For some money managers, zero-coupon bonds are good instruments to buy as long as interest rates are falling and you need to lengthen duration.
Jeremy Ragus, portfolio manager with Scudder Kemper Investments, sees these securities more as an opportunistic trading vehicle. And the current market characteristics - narrow spreads and stable-to-flat interest rates - are not the best of conditions.
"The spreads have narrowed, they've disappeared," said Ragus, who runs the tax-exempt department at Scudder Kemper. "We used to buy them when there was a certain spread off of comparable insured bonds, and then sell them when they got narrow. But (spreads) narrowed in and stayed narrow."
Ragus is less sanguine about the value of zero-coupon bonds because of his more cautious long-term outlook for the fixed-income market in general and on municipals in particular.
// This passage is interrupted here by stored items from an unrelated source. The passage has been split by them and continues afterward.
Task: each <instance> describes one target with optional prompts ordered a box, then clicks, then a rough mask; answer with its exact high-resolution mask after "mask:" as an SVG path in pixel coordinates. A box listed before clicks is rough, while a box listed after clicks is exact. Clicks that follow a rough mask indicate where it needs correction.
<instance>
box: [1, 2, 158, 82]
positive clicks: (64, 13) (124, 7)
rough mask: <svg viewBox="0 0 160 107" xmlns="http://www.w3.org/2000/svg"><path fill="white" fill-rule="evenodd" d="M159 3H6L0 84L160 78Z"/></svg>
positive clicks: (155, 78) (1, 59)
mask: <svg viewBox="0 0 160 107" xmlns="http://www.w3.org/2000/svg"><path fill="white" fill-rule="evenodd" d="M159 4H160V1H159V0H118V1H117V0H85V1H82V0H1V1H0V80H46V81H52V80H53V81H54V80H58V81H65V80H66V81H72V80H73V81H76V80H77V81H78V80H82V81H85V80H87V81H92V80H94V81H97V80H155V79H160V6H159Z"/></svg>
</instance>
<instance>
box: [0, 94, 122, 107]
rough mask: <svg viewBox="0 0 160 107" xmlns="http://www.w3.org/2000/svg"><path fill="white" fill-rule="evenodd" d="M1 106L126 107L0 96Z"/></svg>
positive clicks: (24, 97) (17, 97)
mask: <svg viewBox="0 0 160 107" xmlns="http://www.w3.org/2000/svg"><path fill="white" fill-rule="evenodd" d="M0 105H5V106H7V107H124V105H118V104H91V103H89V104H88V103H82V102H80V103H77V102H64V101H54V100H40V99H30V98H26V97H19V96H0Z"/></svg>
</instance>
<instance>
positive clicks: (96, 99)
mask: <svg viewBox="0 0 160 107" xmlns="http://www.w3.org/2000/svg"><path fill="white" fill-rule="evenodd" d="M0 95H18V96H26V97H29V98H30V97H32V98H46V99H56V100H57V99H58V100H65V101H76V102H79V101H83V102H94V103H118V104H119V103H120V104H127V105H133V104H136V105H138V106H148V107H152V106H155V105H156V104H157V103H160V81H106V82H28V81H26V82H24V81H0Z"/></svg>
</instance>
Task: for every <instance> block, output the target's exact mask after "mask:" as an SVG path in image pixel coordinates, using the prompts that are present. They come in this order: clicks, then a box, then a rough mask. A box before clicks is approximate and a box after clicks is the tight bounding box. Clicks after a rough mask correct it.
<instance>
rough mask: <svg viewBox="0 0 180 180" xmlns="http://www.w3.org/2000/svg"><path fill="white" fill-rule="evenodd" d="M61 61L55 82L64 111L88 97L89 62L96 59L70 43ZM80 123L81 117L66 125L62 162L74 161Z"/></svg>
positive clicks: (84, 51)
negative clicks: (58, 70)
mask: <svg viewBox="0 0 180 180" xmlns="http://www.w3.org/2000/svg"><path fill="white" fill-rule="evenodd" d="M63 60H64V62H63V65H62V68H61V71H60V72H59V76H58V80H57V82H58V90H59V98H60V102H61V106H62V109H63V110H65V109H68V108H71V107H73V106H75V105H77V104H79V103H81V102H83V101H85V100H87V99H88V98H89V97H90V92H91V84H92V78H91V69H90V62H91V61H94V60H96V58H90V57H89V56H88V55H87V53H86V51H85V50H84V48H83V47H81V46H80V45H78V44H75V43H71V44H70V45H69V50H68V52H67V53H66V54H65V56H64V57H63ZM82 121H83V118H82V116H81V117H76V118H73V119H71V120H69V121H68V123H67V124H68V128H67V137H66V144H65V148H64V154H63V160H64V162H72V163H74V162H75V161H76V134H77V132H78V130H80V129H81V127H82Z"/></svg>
He sees interest rates fairly stable, and anticipates both tax-exempt issuance and demand for new offerings will be tempered this year.
"When you really get bullish, you buy zeros," he said. "Right now, I'm sort of in a neutral stance."
Like other fund managers, Ragus said he uses zeros on a "relative-value basis," only buying them if they are cheap to current coupon bonds.
At that time, "they're worth buying, because then they narrow to coupon bonds, and you can get some outperformance out of them," he said. "They're a very efficient way to buy duration when you want to extend, and you sell them when you want to shorten duration."
He also noted that zero-coupons were not suitable for all institutional investors, such as those who are focused more on distributable yield, since zeros do not have current coupons.
Ragus would not comment on the current and former positions of Scudder Kemper's zero-coupon bonds, citing company policy.